斬る

斬る

 久しぶりに日本映画専門チャンネル”監督岡本喜八の世界”より拝見。原案は山本周五郎の短編”砦山の十七日”。疲弊腐敗した藩政の圧政の原因である城代家老溝口佐仲が青年武士七名に斬られた。家老を斬った後七人の侍たちが籠もった”砦山の十七日”を描いたのが原作。原作では密室に籠もった侍たちの追いつめられた精神状況に重きを置いていたがこの映画ではそれはむしろ従。この藩内の騒動に加わった無宿者兵頭弥源太(仲代達矢)、元百姓ながら何とか侍になりたい田畑半次郎(高橋悦史)の二人が主役。砦山に籠もってごちゃごちゃ内輪もめ、また武士同士でドンパチしている間に侍でもない二人が中心となって話を動かしていく。侍の義憤や正義感がテーマであったはずの原作を結局侍以外の人間が解決してしまうのはやはり岡本喜八監督らしいのかも知れない。

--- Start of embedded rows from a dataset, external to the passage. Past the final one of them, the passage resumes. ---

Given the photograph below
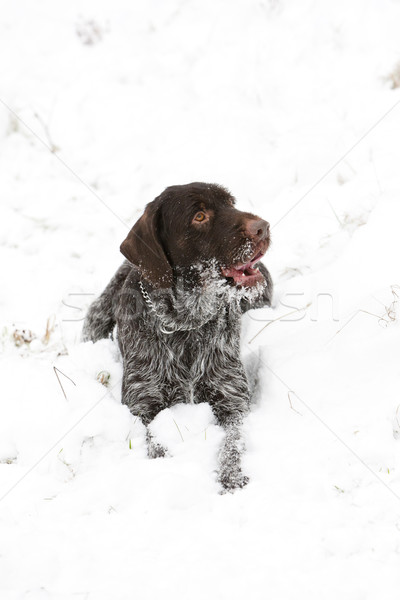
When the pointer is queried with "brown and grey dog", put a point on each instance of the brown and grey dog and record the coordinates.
(192, 269)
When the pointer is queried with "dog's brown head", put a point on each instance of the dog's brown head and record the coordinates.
(195, 224)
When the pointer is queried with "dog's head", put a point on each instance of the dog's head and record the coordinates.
(196, 224)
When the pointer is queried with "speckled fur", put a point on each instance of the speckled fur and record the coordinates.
(200, 362)
(179, 335)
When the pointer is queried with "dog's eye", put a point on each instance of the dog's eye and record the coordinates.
(199, 217)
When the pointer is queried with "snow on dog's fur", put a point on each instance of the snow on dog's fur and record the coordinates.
(193, 268)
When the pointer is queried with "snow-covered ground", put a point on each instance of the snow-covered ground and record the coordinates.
(288, 104)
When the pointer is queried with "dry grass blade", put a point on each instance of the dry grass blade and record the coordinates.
(56, 371)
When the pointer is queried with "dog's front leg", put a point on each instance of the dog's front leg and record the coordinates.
(230, 403)
(230, 473)
(142, 393)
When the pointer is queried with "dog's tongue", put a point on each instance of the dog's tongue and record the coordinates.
(244, 274)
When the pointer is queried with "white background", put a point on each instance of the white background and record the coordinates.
(285, 103)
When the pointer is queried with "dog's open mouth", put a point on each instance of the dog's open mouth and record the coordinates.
(246, 274)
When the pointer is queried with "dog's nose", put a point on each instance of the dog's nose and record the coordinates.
(257, 228)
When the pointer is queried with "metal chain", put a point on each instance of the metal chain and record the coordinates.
(167, 329)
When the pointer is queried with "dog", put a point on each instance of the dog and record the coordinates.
(192, 269)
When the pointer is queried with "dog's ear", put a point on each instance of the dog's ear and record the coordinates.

 クライマックスは次席家老鮎沢多宮(神山繁がまた似合うんだわ、こういう憎々しげな敵役)と兵頭弥源太の決闘シーン。兵頭弥源太はまともに歩けないほどの重体でまた舞台が茶室と言うこともあって決闘にもかかわらず双方が座ったまま。にもかかわらずあの迫力は何だろうな。昔から見ている人には今更何をと言われそうだが岡本喜八監督の新しい魅力を知った作品でした。